Uma das boas surpresas do festival veio da conturbada Bolívia, país de origem do espetáculo "En un Sol Amarillo", criação da companhia Teatro de los Andes, fundada em 1991 na cidade de Yotala, situada a 300 quilômetros de La Paz. Com texto e direção de César Brie, essa montagem tem como trágica matéria-prima uma série de depoimentos colhidos pelos atores em comunidades como Aiquile, Totora e Mizque sobre os sofrimentos causados por um forte terremoto que atingiu a região na noite de 22 de maio de 1998. Diante da quantidade de mortos e da completa destruição de milhares de moradias, a comunidade internacional enviou cerca de US$ 30 milhões ao país. Logo começaram as denúncias de desvios dessa ajuda.
Voz da comunidade
"En un Sol Amarillo, Memórias de un Temblor" (Em um Sol Amarelo, Memórias de um Terremoto) é uma construção poética inspirada nesse acontecimento. É obra relevante por sua temática. Ao dar voz à comunidade, amplia a compreensão sobre a crise política atual, uma vez que nos mostra um acúmulo de indignação que sem dúvida cria barreiras ao diálogo entre poder público e população. Mas Sol Amarelo, remissão à poeira que tudo cobria na manhã seguinte à tragédia, é sobretudo bom teatro.
Transcende ao fato. Fala de seres humanos em sua miséria e sua grandeza, na interpretação de quatro bons atores, em cenas bem construídas com recursos simples, como molduras de janelas e portas que se movem por todo o palco, penduradas por fios.

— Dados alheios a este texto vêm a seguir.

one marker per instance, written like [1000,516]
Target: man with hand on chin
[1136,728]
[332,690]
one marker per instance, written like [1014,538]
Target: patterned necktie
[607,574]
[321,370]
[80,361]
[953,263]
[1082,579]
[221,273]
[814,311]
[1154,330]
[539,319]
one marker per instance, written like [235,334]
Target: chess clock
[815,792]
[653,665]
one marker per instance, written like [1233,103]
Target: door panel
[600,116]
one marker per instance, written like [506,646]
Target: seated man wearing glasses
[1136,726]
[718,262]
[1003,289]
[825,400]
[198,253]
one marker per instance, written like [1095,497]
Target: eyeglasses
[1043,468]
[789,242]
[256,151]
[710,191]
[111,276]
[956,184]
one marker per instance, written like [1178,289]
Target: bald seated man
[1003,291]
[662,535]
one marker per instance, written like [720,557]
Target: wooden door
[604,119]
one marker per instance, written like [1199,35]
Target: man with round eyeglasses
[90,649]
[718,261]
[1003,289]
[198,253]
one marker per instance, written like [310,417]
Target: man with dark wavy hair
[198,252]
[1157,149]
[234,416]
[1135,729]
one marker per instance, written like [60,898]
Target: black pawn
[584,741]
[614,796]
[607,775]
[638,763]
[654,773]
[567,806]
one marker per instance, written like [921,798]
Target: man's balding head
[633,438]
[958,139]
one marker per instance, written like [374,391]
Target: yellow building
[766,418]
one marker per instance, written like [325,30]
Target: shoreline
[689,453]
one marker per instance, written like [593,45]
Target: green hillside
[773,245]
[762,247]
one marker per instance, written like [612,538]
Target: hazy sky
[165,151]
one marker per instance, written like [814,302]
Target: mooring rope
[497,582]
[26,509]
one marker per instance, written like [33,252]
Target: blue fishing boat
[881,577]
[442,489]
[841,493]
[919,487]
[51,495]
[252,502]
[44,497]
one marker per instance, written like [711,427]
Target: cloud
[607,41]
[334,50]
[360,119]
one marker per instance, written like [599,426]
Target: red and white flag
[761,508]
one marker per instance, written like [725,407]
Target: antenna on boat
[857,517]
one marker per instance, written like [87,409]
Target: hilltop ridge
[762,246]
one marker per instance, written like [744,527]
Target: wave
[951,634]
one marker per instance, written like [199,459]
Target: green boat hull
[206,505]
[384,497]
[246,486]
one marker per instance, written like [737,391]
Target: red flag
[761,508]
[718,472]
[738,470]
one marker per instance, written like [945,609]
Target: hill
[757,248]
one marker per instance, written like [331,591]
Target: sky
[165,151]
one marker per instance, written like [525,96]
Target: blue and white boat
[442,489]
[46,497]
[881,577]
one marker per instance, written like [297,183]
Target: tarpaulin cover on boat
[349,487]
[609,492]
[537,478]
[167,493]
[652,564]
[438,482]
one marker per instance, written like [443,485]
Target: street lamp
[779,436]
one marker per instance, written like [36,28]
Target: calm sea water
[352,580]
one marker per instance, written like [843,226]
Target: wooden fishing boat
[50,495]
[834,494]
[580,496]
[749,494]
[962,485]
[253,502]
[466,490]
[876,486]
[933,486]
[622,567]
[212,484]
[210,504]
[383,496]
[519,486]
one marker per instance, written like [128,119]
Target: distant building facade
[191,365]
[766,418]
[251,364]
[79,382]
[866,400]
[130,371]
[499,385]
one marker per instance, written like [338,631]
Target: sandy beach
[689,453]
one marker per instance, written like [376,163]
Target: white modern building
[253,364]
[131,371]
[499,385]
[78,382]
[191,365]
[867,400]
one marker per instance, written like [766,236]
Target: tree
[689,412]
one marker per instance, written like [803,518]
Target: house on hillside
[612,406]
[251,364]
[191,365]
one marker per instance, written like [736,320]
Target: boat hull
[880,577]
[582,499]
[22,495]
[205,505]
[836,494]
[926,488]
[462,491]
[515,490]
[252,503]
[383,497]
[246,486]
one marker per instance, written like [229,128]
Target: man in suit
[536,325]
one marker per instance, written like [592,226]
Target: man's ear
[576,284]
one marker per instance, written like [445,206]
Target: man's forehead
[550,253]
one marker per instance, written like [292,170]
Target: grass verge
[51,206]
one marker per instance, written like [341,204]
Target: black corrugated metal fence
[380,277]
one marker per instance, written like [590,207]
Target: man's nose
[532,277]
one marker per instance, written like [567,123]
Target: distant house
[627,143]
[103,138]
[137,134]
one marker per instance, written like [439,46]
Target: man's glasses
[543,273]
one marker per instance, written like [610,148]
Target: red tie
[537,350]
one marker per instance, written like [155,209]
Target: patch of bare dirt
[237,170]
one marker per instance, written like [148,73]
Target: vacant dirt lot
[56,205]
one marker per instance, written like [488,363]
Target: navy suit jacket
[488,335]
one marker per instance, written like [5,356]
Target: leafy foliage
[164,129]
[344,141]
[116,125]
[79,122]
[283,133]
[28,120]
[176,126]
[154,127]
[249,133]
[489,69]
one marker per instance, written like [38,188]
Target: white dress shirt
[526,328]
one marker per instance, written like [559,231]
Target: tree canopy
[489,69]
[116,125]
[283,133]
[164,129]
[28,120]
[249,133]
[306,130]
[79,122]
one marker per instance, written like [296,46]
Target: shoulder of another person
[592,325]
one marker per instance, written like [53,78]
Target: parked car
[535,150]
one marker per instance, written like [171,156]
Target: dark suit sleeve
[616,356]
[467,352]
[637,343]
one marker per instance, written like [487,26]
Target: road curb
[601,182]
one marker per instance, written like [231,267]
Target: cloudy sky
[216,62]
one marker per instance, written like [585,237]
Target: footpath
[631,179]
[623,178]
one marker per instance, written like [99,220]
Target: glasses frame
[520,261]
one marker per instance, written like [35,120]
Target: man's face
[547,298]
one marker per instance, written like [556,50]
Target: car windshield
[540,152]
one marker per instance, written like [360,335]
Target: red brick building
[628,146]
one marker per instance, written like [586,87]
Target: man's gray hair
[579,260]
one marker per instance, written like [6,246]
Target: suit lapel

No primeiro ato, compartilhamos a tragédia do terremoto, as perdas, mas também a solidariedade entre vizinhos. No segundo os terríveis efeitos da corrupção em todos os níveis. Se engenheiros e autoridades chegam a desviar milhões para suas contas bancárias particulares, a população sofre mais ainda com o pequeno poder. Por exemplo, soldados deslocados para proteger a população violam meninas e mulheres. Não se trata de mera especulação. O grupo põe à venda, ao fim do espetáculo, uma publicação com o texto da peça e também com a relação de todos os processos judiciais nesse caso, com nomes e cargos dos envolvidos, alguns já condenados.
Com poucos recursos, o grupo cria imagens eloqüentes, por exemplo, o desenho de uma menina feito com areia – desses infantis, feitos com pouco traços – sobre o tampo de uma mesa.
A figura se desfaz lentamente, como que soprada por um vento, enquanto o pai chora essa perda. "A dor da gente não sai no jornal", canta Chico Buarque no verso de uma de suas canções. A contundência desse espetáculo reside nesse olhar agudo de que só a arte é capaz. Mas ele não se estende às autoridades e à imprensa, propositalmente tratados de forma caricatural, personagens de comédia pastelão, o que contribui para que o espetáculo escape do panfletário. Nenhum nome de corrupto aparece no palco. Lugar de denúncia é nos tribunais. O Teatro de Los Andes aposta na força transformadora da arte sobre o imaginário.